Blutbad im Kopf
Die allmontägliche Kolumne für die ganze Familie

Klassengesellschaft

Heute bin ich nach längerer Zeit mal wieder mit der S-Bahn gefahren. Wie üblich war die Bahn unangenehm überfüllt. Alle Abteile waren voller Menschen. Alle Abteile? Nein. Ein einzelnes unbeugsames Abteil war fast völlig verwaist. Die 1. Klasse.

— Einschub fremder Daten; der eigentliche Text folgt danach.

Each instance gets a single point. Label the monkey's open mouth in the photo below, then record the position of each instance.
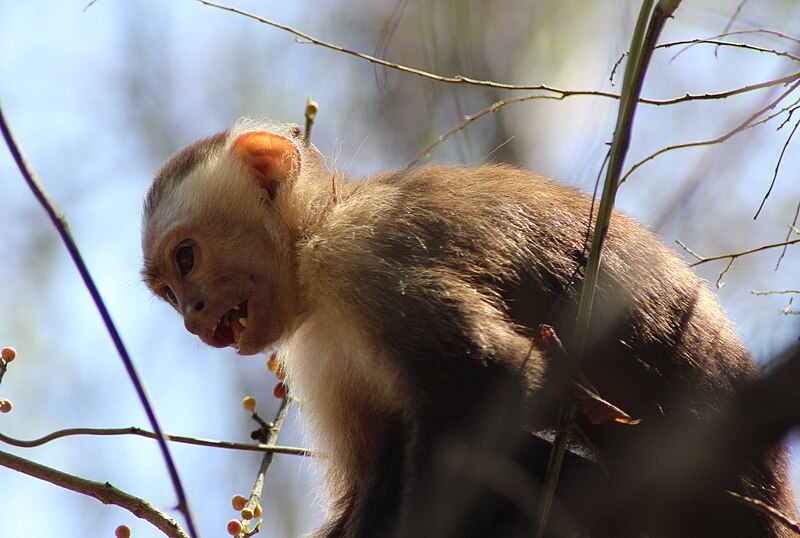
(230, 326)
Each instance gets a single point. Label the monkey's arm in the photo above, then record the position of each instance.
(463, 370)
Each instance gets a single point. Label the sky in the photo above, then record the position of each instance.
(99, 97)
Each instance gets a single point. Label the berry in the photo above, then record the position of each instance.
(238, 502)
(249, 403)
(8, 354)
(234, 527)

Es stellt sich dem Unbedarften nun folgende Frage: Wenn die S-Bahnen schon in so unschönem Maße ausgelastet sind, warum blockiert man dann einen ganzen Waggon komplett für einen Großteil der Fahrgäste? Hat sich diese Unterteilung, die früher einmal vielleicht noch irgendeine Art von Sinn hatte, nicht mittlerweile vollkommen überlebt? Ich kann mir gut vorstellen, daß ein nicht unerheblicher Anteil von Passagieren gar nicht weiß, wie man an ein 1.-Klasse-Ticket kommt. Und aus welchem Grund nun gerade dieser Wagen erstklassig ist, bleibt auch völlig schleierhaft. Ich sehe in dem 1.-Klasse-Waggon keinen Champagnerausschank oder wenigstens gutaussehende Masseusen. Wo man in Flugzeugen oder Langstreckenzügen den Unterschied zum Beispiel durch größere Beinfreiheit oder (manchmal) bequemere Sitzmöbel zu spüren bekommt, konstituiert sich die 1. Klasse in S-Bahnen (oder Nahverkehrszügen) lediglich semantisch. Erste Klasse ist das, wo Erste Klasse draufsteht.

Ist man erst einmal auf dieses offensichtliche Problem gestoßen, bleibt eigentlich nur ein einziger Grund für das Fortbestehen dieser Abteile: Es gibt den Gutbetuchten eine Reisemöglichkeit, bei der sie nicht vom billigen Pöbel belästigt werden. Mal ganz davon abgesehen, daß der Unterschied zwischen Gutebtuchtem und Pöbel durch den Kauf eines Zusatztickets im Wert von nicht einmal zwei Euro aufgehoben werden kann, was ihn nicht besonders deutlich hervorstechen läßt, gibt es ein viel gravierenderes Problem damit. Er teilt Menschen in zwei Klassen ein, von denen eine weniger wert ist als die andere. Wenn das der einzige Nutzen der 1.-Klasse-Abteile ist - und durch reines Nachdenken erschließt sich mir kein anderer - dann sollte man sie schleunigst abschaffen. Wenn schon nicht mehr Züge fahren können, um dem öffentlichen Personennahverkehr ein freundlicheres Gesicht zu geben, wird durch die Abschaffung der ersten Klasse wenigstens die Fahrt in den Zügen, die fahren, erträglicher.